流星群は, 彗星によって引き起こされる天体現象だ. 彗星は, しっぽを出して太陽系をぐるぐるまわっている天体だ. しっぽの正体はチリやらガスやらで, つまり彗星のかけらだ. これら彗星のかけらは, 彗星の軌道付近にわだかまって, やっぱり 太陽系をぐるぐる廻っている. 地球は太陽のまわりをぐるぐる廻っているので, たまに地球が彗星の軌道付近を横切ることがある. そんな時は, 彗星のかけらが地球にたくさんぶつかる. かけらは, 地球に対して秒速 100km くらいのスピードだ. ライフルのタマは 秒速 800m だから, その 100倍だ. だから, たくさんのかけらが地球の空気にぶつかって, 燃えて, 流星となる. 獅子座流星群のかけらは, Tempel-Tuttle 彗星のものだ.
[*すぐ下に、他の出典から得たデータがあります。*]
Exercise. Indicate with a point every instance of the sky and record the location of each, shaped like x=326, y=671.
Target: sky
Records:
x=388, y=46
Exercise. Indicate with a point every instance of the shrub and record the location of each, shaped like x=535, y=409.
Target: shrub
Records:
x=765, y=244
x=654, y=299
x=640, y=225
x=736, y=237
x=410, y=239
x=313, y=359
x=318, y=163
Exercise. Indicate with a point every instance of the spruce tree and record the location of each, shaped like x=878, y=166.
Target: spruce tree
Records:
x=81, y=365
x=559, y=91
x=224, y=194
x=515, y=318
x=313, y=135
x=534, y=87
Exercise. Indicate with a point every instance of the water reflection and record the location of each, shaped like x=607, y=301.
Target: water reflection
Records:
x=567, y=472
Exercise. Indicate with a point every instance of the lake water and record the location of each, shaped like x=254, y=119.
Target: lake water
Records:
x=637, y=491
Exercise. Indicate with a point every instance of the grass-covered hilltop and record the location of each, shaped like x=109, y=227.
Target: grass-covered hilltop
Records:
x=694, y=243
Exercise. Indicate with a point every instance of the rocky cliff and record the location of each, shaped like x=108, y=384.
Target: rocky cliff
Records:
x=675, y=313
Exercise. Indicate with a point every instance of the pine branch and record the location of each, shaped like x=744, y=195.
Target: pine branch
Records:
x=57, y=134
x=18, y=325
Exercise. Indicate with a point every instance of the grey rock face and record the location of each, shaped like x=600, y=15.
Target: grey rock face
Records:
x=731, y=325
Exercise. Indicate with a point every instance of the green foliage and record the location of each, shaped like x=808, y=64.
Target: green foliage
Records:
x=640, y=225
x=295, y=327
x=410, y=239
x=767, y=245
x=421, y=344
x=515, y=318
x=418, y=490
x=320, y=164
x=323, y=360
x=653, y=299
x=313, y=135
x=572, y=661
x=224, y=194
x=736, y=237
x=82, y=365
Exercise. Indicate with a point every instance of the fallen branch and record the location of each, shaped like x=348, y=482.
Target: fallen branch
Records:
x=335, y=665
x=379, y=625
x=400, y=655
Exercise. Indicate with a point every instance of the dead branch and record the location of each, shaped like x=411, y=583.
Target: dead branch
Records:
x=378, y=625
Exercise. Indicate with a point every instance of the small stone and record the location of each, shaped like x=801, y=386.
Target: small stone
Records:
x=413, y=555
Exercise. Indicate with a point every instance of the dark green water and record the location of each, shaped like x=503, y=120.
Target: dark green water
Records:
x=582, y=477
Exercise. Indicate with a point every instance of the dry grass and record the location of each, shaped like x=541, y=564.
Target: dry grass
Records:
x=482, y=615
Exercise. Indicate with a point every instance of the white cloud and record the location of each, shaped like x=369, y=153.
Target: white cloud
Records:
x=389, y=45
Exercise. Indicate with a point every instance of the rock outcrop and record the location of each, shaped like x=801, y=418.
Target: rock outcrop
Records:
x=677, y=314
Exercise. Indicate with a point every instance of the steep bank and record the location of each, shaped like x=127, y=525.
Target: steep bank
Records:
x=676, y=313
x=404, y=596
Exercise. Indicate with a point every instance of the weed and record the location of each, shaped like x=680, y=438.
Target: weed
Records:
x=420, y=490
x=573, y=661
Tempel-Tuttle-traject それでは, 今回の流星群では, 地球の軌道と彗星の軌道の関係はどうなって いるのだろうか? これは, 例によって xephem で作製した Tempel-Tuttle 彗星の軌道と, 地球の軌道が交差している様子. 裸眼立体視になっているので, 左の画を左目で, 右の画を右目でみてくれ. やりかたは, 2つの画の間に不透明の板を立てて, 右目の視界に左目用の画が, 左目の視界に右目用の画が紛れ込んで来ないように すると, わりと確実に立体に見える. 一部の人は, そんな事をせずとも, ただ見ただけで立体に見える.

軌道は見事完全に交差しているので, 確かにものすごい流星がみられるはずだ.

流星群と彗星は, このように密接に関連しているので, 流星群の「母彗星」 という用語がある. 獅子座流星群の母彗星は Tempel-Tuttle 彗星である. 現在 Tempel-Tuttle 彗星は, 赤緯 19h22m23.18s 赤経 -36度 03分 39.3秒の位 置にある. これは, 射手座の方向. ただし, 実視等級 26.8 なので, 実際には見えない. 地球からの距離は 4.0天文単位で, 木星より少し手前. 日々地球から遠ざかって行き, 公転周期は 約 33年. 公転方向は惑星の公転方向とは逆で, 軌道は 約 20度傾いている.